The US Committee on Foreign Investment in the United States (CFIUS) has authority to review the national security implications associated with certain foreign investments in US business, or the acquisitions made by US companies. In contrast, a ‘reverse CFIUS’ mechanism would enable the US government to screen and monitor outbound investment from the US to ‘countries of concern’. President Joe Biden’s administration has been working on various programmes to restrict the flow of US dollars into China, explains Vaidyanathan. For example, in the last couple of years the US has placed various Chinese companies on an investment exclusion list, banning US citizens from buying and selling shares in them. ‘The US sees it as a way to hobble China when it comes to the development of technologies that are crucial to national security, such as artificial intelligence, quantum computing, and semiconductors’, he says.

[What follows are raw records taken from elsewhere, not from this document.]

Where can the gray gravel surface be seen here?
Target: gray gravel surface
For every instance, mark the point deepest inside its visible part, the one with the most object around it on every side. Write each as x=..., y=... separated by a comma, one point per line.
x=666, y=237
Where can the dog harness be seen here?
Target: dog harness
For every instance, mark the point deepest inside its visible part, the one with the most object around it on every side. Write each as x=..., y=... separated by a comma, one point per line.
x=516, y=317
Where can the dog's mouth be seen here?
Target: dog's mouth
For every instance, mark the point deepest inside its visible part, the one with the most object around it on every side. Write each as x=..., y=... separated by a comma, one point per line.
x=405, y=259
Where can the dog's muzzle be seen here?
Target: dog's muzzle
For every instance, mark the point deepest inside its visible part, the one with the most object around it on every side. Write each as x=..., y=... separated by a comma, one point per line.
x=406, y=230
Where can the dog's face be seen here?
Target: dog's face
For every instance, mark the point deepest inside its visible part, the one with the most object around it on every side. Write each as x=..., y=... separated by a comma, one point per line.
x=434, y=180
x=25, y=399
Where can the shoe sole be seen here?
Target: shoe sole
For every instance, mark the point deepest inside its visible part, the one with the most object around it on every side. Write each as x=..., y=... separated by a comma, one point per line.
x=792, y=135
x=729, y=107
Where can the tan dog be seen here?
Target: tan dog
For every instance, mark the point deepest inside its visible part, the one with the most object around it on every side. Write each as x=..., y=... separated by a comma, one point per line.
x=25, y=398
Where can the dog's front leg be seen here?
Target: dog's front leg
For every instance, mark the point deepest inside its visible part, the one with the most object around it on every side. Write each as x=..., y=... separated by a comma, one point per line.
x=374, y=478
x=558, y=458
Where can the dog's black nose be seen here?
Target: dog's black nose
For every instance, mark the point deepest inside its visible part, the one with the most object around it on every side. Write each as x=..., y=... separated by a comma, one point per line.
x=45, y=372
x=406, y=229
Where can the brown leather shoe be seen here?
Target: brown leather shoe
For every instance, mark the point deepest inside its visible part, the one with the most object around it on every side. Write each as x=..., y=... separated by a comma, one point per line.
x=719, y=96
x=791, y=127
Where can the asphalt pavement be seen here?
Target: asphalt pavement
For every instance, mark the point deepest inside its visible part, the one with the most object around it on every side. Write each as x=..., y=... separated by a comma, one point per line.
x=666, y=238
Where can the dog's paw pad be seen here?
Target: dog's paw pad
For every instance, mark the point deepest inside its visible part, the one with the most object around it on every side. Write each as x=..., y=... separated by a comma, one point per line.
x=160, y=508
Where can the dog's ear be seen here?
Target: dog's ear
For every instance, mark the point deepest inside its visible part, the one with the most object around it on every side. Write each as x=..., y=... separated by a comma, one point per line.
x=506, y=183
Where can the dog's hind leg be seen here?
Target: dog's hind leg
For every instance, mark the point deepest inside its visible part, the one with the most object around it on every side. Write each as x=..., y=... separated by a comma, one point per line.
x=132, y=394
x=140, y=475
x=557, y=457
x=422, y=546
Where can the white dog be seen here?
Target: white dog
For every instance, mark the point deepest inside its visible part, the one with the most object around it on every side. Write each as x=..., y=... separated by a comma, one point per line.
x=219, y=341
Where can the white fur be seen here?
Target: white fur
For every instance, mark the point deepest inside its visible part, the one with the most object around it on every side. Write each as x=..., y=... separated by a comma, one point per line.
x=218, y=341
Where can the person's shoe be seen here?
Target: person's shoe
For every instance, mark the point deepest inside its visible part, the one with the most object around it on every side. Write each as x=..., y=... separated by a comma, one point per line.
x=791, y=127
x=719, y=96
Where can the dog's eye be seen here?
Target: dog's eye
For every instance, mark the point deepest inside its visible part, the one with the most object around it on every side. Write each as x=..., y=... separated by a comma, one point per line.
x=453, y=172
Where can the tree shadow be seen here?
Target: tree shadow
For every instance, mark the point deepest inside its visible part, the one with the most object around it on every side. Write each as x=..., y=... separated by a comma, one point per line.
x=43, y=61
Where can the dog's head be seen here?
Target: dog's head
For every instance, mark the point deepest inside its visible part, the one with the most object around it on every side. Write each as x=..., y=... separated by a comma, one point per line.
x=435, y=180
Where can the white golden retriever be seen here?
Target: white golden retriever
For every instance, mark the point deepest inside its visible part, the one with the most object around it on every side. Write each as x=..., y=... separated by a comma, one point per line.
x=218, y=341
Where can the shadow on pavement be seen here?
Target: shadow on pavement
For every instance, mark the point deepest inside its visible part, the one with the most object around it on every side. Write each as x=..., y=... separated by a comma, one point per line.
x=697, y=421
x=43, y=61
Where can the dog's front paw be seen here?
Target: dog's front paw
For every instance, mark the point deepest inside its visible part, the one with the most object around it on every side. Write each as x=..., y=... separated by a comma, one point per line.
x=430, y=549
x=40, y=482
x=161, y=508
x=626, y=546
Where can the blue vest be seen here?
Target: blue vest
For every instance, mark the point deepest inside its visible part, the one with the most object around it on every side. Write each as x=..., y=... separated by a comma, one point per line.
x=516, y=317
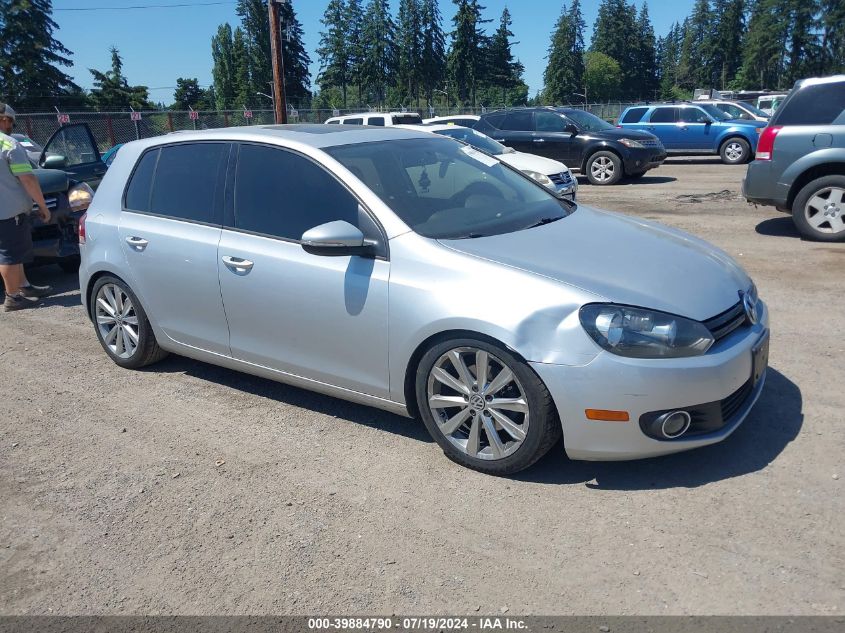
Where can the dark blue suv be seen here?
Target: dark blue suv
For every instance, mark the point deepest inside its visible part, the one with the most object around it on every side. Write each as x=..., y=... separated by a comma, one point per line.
x=690, y=128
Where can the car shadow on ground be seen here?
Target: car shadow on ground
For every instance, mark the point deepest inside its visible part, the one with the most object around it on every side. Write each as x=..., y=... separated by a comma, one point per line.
x=772, y=424
x=778, y=227
x=286, y=394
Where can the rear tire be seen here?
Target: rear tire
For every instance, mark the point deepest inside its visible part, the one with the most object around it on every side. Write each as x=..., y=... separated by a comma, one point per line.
x=819, y=209
x=735, y=151
x=122, y=326
x=499, y=420
x=604, y=168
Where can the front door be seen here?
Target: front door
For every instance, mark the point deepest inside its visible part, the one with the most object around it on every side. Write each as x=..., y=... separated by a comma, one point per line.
x=82, y=157
x=319, y=317
x=169, y=231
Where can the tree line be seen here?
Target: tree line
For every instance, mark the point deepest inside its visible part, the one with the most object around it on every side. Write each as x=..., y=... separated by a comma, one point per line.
x=369, y=57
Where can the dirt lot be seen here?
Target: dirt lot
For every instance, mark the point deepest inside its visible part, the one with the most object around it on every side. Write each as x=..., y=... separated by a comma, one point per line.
x=194, y=490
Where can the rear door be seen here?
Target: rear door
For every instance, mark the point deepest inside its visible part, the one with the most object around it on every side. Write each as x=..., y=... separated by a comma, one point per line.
x=663, y=123
x=552, y=140
x=516, y=130
x=79, y=149
x=169, y=231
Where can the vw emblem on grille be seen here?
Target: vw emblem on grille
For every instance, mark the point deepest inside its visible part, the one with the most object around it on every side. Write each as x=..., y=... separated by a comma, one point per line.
x=750, y=305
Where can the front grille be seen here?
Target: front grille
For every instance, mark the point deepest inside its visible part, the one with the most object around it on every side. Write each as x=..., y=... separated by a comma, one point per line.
x=707, y=417
x=723, y=324
x=563, y=178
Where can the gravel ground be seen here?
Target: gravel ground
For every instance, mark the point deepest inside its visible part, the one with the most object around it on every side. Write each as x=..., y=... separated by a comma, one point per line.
x=189, y=489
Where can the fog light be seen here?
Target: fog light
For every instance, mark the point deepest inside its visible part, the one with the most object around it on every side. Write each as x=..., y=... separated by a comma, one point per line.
x=673, y=424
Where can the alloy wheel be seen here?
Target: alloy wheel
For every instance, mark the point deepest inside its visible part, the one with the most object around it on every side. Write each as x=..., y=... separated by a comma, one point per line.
x=478, y=403
x=734, y=152
x=825, y=211
x=602, y=169
x=117, y=321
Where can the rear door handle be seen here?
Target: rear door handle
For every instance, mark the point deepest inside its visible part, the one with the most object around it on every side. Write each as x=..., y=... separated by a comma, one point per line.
x=138, y=243
x=237, y=265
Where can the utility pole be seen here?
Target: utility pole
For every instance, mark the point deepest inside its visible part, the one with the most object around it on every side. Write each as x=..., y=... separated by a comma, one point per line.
x=279, y=101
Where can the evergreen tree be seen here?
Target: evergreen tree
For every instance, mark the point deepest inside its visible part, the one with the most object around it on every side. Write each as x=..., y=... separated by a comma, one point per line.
x=242, y=92
x=335, y=51
x=564, y=74
x=433, y=54
x=112, y=92
x=505, y=73
x=409, y=49
x=223, y=70
x=647, y=74
x=296, y=59
x=378, y=65
x=466, y=59
x=727, y=40
x=30, y=57
x=615, y=35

Many law firms now have devoted foreign direct investment/national security teams to assist organisations in complying with the wide range of national security restrictions and consents required to close a deal, says Berube. ‘And this is only expected to grow with the ongoing heightened national security restrictions being placed on certain investments in certain sectors not only in China but worldwide’, she adds.
However, with a number of top-league, cash-ample funds reportedly keen to deploy the dry powder they sat on throughout the pandemic, there’s hope that VC investment in China could pick up later in 2023. ‘Many VC investments are interested in tapping into the big Chinese consumer market and [the country’s] growing middle class’, says Berube. ‘For example, there has recently been increased VC investment in the electric vehicle/green sectors.’
While there has been a recent improvement in the volume of buy-out deals, Chen says there needs to be a meaningful rebound in the underlying economy for VC deals to really pick up. ‘And investors need to grow back more confidence for the overall China growth story and the exit viability before we see a pickup in those earlier stage deals, where you need at least a three to five-year investment horizon’, he adds.
Vaidyanathan says that money will still get deployed in China. ‘China has produced decent returns for some of these funds, so I don’t see that money being diverted elsewhere’, he explains. ‘But the level of enthusiasm that was probably available a few years back may have waned a little.’